Nassiratou ADAMOU (Stg)

 

Le mariage interreligieux reste et demeure un problème sociétal de nos jours. L’union devient de plus en plus difficile avec l’avènement de nouvelles religions et surtout leur prolifération.

Une pratique qui n’est pas sans conséquences au fil du temps. Johaness A. un citoyen à Parakou, raconte sa mésaventure. «La divergence du point de vue religieux était la raison de notre divorce. Ma femme s’est permise de transmettre les savoirs islamiques aux enfants et cela faisait que les enfants prenaient également position et s’attachaient plus à la religion musulmane tandis que moi j’allais à l’église», a-t-il fait savoir. Non seulement cette union s’est terminée à la longue par une séparation mais également les enfants ne sont pas souvent épargnés des conséquences. «Tout cela agit sur l’éducation des enfants. J’ai aussi perdu mon temps pendant des années. Au finish, elle est partie avec les enfants et ils pratiquent la religion musulmane avec des prénoms chrétiens», confie-t-il. Pour lui, ce sont des enfants qui subissent des conséquences de cette union.

Que disent le Coran et la Bible sur le mariage interreligieux ?

Les saintes écritures notamment le Coran et la Bible ont apporté des précisions sur le mariage interreligieux. «L’islam a été clair sur toutes les lignes que le musulman doit se marier à un musulman. L’islam interdit qu’une musulmane se marie à un chrétien», a notifié l’imam El-Hadj Mahmoud Bankoto. Il renchérit, «qu’un musulman qui veut se marier à une autre personne qui n’est pas dans l’islam n’est pas un problème, mais à une seule condition que la personne accepte de se convertir à l’islam». El-Hadj Mahmoud Bankoto suggère le mariage entre musulmans. Pour lui, cela facilitera à tout le monde de pratiquer sa religion comme cela se doit.

Tout comme le Coran, la Bible ne dit pas le contraire. « L’opinion de Dieu par rapport à cette pratique est claire. Si tu es chrétien tu te maries à une chrétienne», a expliqué le pasteur Yarou Boni Allassane. A en croire ses explications, ces genres de mariage ne réussissent pas et ont souvent de grandes conséquences sur la vie du couple et des enfants. «Imaginez dans un foyer où les deux conjoints, chacun garde sa position par rapport à sa foi, ce n’est pas évident. Comment éduquer les enfants ? Certains disent qu’ils réussissent, mais en réalité le système peut être apparent car deux personnes qui partagent des opinions divergentes en ce qui concerne la religion, il leur serait très difficile de vivre ensemble », a-t-il expliqué. Le pasteur Yarou a, par ailleurs, donné quelques conseils pour le bien du foyer. «Je pense que cette question de la religion doit être étudiée de fond en comble avant de se mettre ensemble. Trouver quelqu’un avec qui vous partagez les mêmes opinions religieuses est préférable», suggère l’homme de Dieu.
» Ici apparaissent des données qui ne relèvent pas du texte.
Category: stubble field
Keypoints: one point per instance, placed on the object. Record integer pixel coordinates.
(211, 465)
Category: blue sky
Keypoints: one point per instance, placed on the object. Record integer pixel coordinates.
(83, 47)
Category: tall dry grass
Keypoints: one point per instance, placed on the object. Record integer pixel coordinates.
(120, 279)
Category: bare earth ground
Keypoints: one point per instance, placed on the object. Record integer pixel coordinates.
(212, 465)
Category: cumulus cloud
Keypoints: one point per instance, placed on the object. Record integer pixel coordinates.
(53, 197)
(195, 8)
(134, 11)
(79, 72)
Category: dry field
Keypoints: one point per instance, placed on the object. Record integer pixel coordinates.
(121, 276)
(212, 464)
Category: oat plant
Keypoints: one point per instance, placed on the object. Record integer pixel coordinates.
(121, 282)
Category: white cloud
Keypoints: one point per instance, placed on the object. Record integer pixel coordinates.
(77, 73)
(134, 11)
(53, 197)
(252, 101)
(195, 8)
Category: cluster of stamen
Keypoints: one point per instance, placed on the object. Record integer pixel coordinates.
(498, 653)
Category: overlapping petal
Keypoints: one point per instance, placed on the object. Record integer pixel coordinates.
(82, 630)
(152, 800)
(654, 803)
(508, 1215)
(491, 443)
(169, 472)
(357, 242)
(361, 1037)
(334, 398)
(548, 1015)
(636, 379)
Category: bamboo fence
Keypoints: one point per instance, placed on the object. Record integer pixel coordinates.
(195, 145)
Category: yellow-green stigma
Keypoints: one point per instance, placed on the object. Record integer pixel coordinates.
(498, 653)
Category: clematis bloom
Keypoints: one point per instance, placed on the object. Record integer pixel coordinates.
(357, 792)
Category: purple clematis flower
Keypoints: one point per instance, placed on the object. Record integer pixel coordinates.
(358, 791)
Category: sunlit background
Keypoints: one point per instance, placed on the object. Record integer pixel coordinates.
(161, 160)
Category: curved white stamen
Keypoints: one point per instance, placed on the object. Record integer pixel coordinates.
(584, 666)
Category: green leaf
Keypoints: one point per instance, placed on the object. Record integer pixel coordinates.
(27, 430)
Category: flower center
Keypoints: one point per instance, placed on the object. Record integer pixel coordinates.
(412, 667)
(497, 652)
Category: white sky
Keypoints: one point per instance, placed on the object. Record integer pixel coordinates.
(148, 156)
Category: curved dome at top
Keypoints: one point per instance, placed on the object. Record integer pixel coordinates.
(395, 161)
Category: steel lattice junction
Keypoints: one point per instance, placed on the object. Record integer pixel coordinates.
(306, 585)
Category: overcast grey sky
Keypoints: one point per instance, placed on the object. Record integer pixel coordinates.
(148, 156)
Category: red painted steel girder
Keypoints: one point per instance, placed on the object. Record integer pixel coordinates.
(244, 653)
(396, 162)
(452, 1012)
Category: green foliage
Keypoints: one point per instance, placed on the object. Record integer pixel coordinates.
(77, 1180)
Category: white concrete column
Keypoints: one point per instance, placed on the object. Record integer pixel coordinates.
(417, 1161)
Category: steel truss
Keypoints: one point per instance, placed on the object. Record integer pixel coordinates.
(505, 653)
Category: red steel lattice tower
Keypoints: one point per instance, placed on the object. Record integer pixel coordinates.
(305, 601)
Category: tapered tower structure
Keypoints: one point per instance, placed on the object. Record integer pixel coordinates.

Comment limiter ce phénomène ?

Pour le sociologue Zavier François Kintossou Goï, le mariage interreligieux est le brassage entre deux personnes de différentes religions. Cette pratique outre les conséquences négatives, en a de positive. «Les conséquences du brassage inter religieux non contrôlé sont énormes mais comme conséquence positive nous avons la connaissance de la culture de l’autre, la connaissance des réalités de l’autre. Parlant de celle négative, elle n’est rien d’autre que la guerre des religions», a laissé entendre le sociologue. Pour la plupart, ce mariage non réussi a souvent des répercussions dans la société. Le sociologue Zavier François Kintossou Goï, a indiqué qu’il revient à chaque acteur d’accepter l’autre sans forcément lui dire de se départir de ses réalités religieuses. Il a d’ailleurs renchéri que les acteurs qui souhaitent le mariage interreligieux doivent s’accommoder et pouvoir laisser l’autre sur sa religion et l’accepter vis-à-vis des points de ressemblance pour le bonheur de leur foyer.

Il est vrai que l’union se base sur l’amour mais il n’est pas le seul facteur. Se mettre ensemble avec quelqu’un pour le reste de la vie va au-delà de l’amour.